A construction worker has been convicted of having cannabis resin valued almost €700,000 for sale or supply.

A construction worker has been convicted of having cannabis resin valued almost €700,000 for sale or supply.

David Kavanagh (aged 32) with an address at Gerardstown Wood, Santry was arrested in the course of a garda surveillance operation targeting a major north city criminal drugs gang.

Kavanagh, a father of one, was found guilty at Dublin Circuit Criminal Court of having the cannabis for sale or supply on February 16, 2005.

He had denied the charge in the five-day trial and the jury returned its 10-2 majority verdict following more than three hours deliberation.

Judge Patricia Ryan remanded him in custody for sentence later and thanked the nine women and three men of the jury for their care and attention to the case.

Kavanagh was arrested after Detective Gardaí Sean Brennan and Grainne McCormack and other members of the surveillance operation observed him get into a Ford Transit Van at Fastfit Exhaust Centre on Coolock Lane.

He was followed while he drove to his apartment where gardaí observed him bringing two boxes from the van into the premises.

Armed gardaí confronted him after he came back to the van and as he was bending over the boxes. When he saw the gardaí, he fell backwards out of the van and hit his head on the ground.

Det Gda Brennan said a search of the van revealed three boxes with 90-100 kgs of cannabis valued at €676,825, as well as five boxes of "Ascot" shoes.

Kavanagh claimed when interviewed that he brought two boxes of shoes into the house because he had intended to take one pair of "runners" for himself and he had "no idea" the other boxes contained cannabis.

He told Det Gdi Maurice Ward and Jim McGovern that "for an easy €500" he agreed to drive the van to Blanchardstown. He said he was told the "shoes" had been stolen but was not told where from and did not ask.

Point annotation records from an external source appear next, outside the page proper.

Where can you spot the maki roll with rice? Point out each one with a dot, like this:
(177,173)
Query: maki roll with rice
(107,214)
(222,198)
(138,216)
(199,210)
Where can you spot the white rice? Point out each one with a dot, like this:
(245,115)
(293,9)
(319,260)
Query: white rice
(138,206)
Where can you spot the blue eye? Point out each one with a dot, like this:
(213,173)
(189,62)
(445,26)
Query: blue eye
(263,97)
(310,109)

Kavanagh said he could not name the person or persons who hired him for fear of his life and the safety of his family. "If you hang these people, you get hanged by them yourself."

He denied he was protecting the person or persons who hired him and said: "I’m protecting myself."

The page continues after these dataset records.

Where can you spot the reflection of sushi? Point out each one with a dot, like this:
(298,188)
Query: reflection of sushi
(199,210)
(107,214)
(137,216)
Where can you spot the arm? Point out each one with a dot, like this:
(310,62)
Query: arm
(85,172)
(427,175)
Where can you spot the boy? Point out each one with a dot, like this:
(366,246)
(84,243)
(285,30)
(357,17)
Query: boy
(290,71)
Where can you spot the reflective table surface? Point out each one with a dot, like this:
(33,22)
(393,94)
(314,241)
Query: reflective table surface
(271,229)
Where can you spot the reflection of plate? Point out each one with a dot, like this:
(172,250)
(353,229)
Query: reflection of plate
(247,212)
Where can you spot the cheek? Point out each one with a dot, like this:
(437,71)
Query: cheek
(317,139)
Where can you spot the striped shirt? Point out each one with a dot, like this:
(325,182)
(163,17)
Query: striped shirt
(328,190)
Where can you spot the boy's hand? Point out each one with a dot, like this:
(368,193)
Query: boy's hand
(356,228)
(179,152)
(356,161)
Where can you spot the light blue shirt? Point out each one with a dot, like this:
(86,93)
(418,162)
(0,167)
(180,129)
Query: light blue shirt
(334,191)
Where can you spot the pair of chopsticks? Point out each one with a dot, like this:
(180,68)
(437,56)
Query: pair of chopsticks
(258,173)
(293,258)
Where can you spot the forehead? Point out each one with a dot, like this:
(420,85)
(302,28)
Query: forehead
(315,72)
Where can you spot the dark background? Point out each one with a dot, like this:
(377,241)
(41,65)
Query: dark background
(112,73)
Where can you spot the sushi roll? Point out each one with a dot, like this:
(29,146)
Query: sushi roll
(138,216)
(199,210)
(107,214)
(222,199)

He repeatedly denied garda assertions that he was aware he was involved in drugs. He said he only got involved in moving what he was told was stolen footwear "as I thought it was the easiest €500 I would get".

Kavanagh told the gardaí that when he collected the van he thought there was "something dopey" going on and he became suspicious at the way one of the men involved moved with his hand over his face.

"I was worried from the start for moving stolen goods but I just wanted to make a quick buck," he said. "It was the biggest mistake I ever made."